The idea is to decompose the amount x
into binary x = 2^(0)*b_0 + 2^(1)*b_1 + 2^(2)*b_2 + ... + 2^(n-1)*b_n-1
. Then the proof needs to show two things. First, that each b_i
is either 0 or 1 (a.k.a. a bit). And second, that x
equals is actually this bit representation. This breaks the large proof of “is x smaller than y” into many small proofs.
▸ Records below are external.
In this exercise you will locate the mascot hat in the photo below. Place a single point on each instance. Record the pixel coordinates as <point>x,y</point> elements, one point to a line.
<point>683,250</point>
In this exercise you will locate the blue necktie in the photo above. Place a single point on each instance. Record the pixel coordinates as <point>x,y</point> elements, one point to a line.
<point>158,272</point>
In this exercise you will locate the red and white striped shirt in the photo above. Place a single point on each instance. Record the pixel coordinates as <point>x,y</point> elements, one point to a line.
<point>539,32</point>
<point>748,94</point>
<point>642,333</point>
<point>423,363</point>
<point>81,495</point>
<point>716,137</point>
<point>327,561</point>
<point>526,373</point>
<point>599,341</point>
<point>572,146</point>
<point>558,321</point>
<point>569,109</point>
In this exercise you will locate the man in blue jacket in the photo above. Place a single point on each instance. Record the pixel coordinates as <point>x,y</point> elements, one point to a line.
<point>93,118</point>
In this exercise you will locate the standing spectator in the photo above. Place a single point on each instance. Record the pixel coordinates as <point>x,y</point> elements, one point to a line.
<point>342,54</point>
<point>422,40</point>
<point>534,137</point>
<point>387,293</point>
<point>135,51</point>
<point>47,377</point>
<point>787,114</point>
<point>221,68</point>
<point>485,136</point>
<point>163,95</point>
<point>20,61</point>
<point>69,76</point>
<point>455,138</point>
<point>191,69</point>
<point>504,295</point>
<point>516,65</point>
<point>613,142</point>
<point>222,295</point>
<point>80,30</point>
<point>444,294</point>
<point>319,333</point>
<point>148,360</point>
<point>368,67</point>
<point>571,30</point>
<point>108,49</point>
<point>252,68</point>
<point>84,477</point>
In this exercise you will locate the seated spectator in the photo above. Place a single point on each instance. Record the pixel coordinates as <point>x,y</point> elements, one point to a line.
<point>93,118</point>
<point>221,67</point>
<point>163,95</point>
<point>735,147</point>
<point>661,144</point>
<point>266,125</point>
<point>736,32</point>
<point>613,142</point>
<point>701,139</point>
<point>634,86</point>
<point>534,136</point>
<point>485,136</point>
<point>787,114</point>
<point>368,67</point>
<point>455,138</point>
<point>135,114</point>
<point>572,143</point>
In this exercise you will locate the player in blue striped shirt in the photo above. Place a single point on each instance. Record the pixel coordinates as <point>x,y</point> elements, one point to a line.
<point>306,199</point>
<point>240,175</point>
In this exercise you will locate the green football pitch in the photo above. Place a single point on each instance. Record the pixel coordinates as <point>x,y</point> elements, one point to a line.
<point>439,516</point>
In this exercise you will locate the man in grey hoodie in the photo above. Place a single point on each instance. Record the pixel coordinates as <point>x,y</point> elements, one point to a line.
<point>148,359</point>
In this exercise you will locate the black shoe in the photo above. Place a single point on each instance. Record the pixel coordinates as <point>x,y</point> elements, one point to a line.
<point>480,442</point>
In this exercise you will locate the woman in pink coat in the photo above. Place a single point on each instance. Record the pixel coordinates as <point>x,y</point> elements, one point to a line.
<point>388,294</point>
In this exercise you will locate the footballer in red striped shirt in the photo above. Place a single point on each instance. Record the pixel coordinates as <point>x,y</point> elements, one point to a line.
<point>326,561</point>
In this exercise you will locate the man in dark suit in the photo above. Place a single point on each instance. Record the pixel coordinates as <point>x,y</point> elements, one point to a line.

So first up, how do we prove that b_i
is a bit? Well, it is either zero OR one, so a Schnorr protocol OR composition might work here. Usually an OR composition is used to prove knowledge of one of two things, but here it will be to show that the value is one of two things. If we commit to a bit with C = G^b + H^r
then there are two possibilities.
b=0: C = r*H
b=1: C = G + r*H
Two possibilities for the commitment C
given a bit value.
This creates a scenario where there are two possible pedersen commitments and those commitments are public keys. If there was only one generator point in the equations, we could do a simple OR composition across “I own one of these public keys”. Well, in the b=1 case, all you have to do to get rid of the G is subtract G. What if the verifier and prover agree that one public key is C
and the other is just C' = C - G
. The prover is tasked with creating an OR composition on {C,C'}
. Can the prover do this for both b=0 and b=1 cases?
If C
is a commitment to 1
(a.k.a. b=1) then C = G + r*H
, and the prover cannot sign anything with C
. They don’t know the discrete log since there are two generators. However, C' = r*H
and they know r
, so they can sign with C'
and make a simulation for C
. And what if C
is a commitment to 0
? Well then they known the discrete log for C
and not C'
, still covered. That is nifty.
Now all the prover has to do is show that all these bit commitments (C_i
) represent the original committed to value C
. Well, if the range is fairly small there is a pretty clever way to do this with the structure of Pedersen commitments. What if instead of b being 0 or 1, it was 0 or 2^i (e.g. 1, 2, 4, 8, 16). This doesn’t change much about the OR compositions other than how many times G is subtracted. Then we could add up the C_i’s, and with some blinding factor management similar to the original confidential transaction manipulation, the sum would equal the original C
commitment to the value.
This is all great, but the proof size grows linearly with the number of max bits.
polynomials
Polynomials are introduced to improve performance, namely, lowering how much data is needed for a proof.
For example, we can use a helpful polynomial equation (b-0)*(b-1) = 0
. Based on the properties of multiplication, b
must be zero or one. This equation can be extended with any other numbers b
can be, but since we need it to be a bit, we only care about zero and one. The equation can obviously be simplified in this case to b*(b-1) = 0
.
Next up is figuring out how Bulletproofs make this all better with inner products…but I am not there yet.